The particular island for this story is the island of Capri. This gem is situated in the mouth of the bay of Naples, with Ischia and Proscida as closest neighbors in the north, and Sorrento and the Amalfi coast to the south. Capri has been inhabited for a very long time, perhaps as far back as the Bronze Age. The Roman emperor Augustus started to develop the island, and his successor Tiberius continued and built several villas on Capri. Ever since the Romans, Capri has been the home for the rich and famous – and lately to a few Italian and Swedish researchers. To get to Capri you either have to sail your own yacht, or you take the ferry from Castello d’Ovo in Naples to Marina Grande on Capri. Once ashore, the island is towering high above you, reaching some 580 m in altitude at the highest peak. From Marina Grande you need to transport yourself to the village of Anacapri, on the plateau on the western part of the island.
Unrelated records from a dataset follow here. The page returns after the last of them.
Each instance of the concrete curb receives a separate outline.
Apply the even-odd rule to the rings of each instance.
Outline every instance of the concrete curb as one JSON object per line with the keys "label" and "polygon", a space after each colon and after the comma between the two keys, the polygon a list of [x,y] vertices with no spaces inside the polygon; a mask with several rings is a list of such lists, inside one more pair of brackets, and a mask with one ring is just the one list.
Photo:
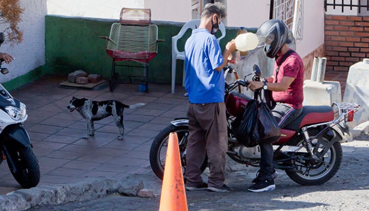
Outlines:
{"label": "concrete curb", "polygon": [[92,178],[75,184],[20,189],[0,195],[0,211],[23,211],[46,204],[91,200],[115,193],[137,196],[143,189],[143,182],[127,177],[121,180]]}

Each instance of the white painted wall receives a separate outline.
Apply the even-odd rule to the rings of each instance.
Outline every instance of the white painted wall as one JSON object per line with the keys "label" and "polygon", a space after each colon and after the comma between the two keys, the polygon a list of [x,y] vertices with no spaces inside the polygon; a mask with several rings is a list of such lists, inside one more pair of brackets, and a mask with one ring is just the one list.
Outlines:
{"label": "white painted wall", "polygon": [[[9,70],[0,75],[0,83],[25,74],[45,64],[45,15],[46,0],[21,0],[24,9],[19,29],[23,31],[23,41],[18,44],[1,45],[0,51],[12,55],[15,60],[4,65]],[[4,25],[0,25],[3,29]]]}
{"label": "white painted wall", "polygon": [[324,1],[304,1],[303,38],[296,44],[296,50],[301,57],[324,43]]}
{"label": "white painted wall", "polygon": [[123,7],[143,8],[144,0],[47,0],[47,14],[119,19]]}

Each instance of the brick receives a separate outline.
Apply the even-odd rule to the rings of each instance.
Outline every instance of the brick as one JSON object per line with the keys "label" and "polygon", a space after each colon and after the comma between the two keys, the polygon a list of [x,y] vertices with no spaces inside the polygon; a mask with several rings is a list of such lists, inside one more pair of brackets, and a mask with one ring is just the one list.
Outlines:
{"label": "brick", "polygon": [[339,56],[350,56],[350,53],[348,52],[340,52]]}
{"label": "brick", "polygon": [[334,27],[335,30],[347,31],[348,30],[348,26],[336,26]]}
{"label": "brick", "polygon": [[356,22],[355,26],[369,26],[369,22]]}
{"label": "brick", "polygon": [[363,27],[350,27],[350,31],[355,31],[356,32],[362,32],[364,31]]}
{"label": "brick", "polygon": [[343,47],[333,47],[333,50],[335,51],[347,51],[347,48]]}
{"label": "brick", "polygon": [[333,35],[334,36],[338,36],[339,35],[339,33],[338,32],[334,32],[334,31],[329,31],[328,32],[326,32],[325,33],[324,33],[325,35]]}
{"label": "brick", "polygon": [[364,37],[369,38],[369,32],[356,32],[355,35],[357,37]]}
{"label": "brick", "polygon": [[334,62],[332,61],[327,61],[327,66],[338,66],[338,62]]}
{"label": "brick", "polygon": [[325,21],[326,25],[339,25],[339,22],[338,21]]}
{"label": "brick", "polygon": [[344,61],[345,58],[343,57],[340,57],[340,56],[332,56],[331,60],[332,61]]}
{"label": "brick", "polygon": [[339,71],[348,71],[349,70],[349,67],[336,66],[333,68],[333,70],[338,70]]}
{"label": "brick", "polygon": [[332,41],[346,41],[346,38],[345,38],[344,37],[332,36],[331,37],[331,38]]}
{"label": "brick", "polygon": [[346,61],[357,62],[360,61],[360,59],[357,57],[347,57],[346,58]]}
{"label": "brick", "polygon": [[353,57],[365,57],[366,54],[364,53],[351,53],[351,56]]}
{"label": "brick", "polygon": [[339,32],[339,35],[341,36],[353,37],[354,33],[351,32]]}
{"label": "brick", "polygon": [[[333,42],[333,41],[326,41],[324,42],[324,44],[328,46],[339,46],[338,42]],[[350,47],[351,47],[350,46]]]}
{"label": "brick", "polygon": [[78,77],[76,79],[76,83],[79,84],[88,84],[88,78],[87,77]]}
{"label": "brick", "polygon": [[341,26],[355,26],[355,23],[351,21],[341,21],[339,23]]}
{"label": "brick", "polygon": [[344,15],[333,15],[332,19],[333,20],[347,20],[347,16]]}
{"label": "brick", "polygon": [[325,56],[338,56],[338,52],[336,51],[326,51],[326,52],[324,52],[324,55]]}
{"label": "brick", "polygon": [[339,46],[345,46],[347,47],[352,47],[354,46],[354,43],[350,42],[339,42]]}
{"label": "brick", "polygon": [[353,42],[360,42],[360,38],[346,38],[346,41]]}
{"label": "brick", "polygon": [[350,21],[362,21],[363,17],[361,16],[348,16],[347,20]]}
{"label": "brick", "polygon": [[354,64],[355,64],[355,62],[339,62],[340,66],[350,66],[353,65]]}
{"label": "brick", "polygon": [[325,17],[325,18],[326,19],[326,20],[332,20],[332,18],[333,17],[332,17],[331,15],[326,15],[326,17]]}
{"label": "brick", "polygon": [[355,42],[354,43],[355,47],[369,47],[369,43],[365,42]]}
{"label": "brick", "polygon": [[359,52],[360,50],[360,48],[358,47],[349,47],[349,51],[350,52]]}

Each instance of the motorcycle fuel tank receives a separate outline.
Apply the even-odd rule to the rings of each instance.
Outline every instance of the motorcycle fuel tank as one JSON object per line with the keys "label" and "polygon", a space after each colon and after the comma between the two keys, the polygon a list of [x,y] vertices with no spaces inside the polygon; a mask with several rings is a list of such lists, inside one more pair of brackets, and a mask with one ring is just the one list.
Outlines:
{"label": "motorcycle fuel tank", "polygon": [[232,91],[228,94],[226,100],[227,111],[232,116],[241,116],[247,103],[251,99],[251,97],[244,94]]}

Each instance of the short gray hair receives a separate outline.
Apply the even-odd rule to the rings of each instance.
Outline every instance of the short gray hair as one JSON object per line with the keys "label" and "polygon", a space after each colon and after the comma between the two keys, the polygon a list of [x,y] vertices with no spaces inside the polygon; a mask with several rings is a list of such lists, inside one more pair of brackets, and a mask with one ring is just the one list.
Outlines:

Villa San Michele is a piece of serene beauty. From Wikimedia Commons

Villa San Michele is a piece of serene beauty. From Wikimedia Commons

Anacapri is a very pleasant Italian town, with several restaurants and cafés, but we are not stopping yet. The goal for our imaginary travel is just a little further bit ahead. From the piazza you need to walk along Via Capidimonte together with the large crowd of tourists that are heading to Villa San Michele – one of the island’s most famous attractions built by the eccentric Swedish physician Axel Munthe. Through the locked gate in the villa garden we take the winding path to the top of the mountain. There at the summit lies Castello di Barbarossa, the remnants of the legendary pirate Red-beard’s castle. The view is stellar! On one side there is a 300 m fall, and on the other side a more gently declining hillside covered in macchia vegetation. Welcome to Capri Bird Observatory!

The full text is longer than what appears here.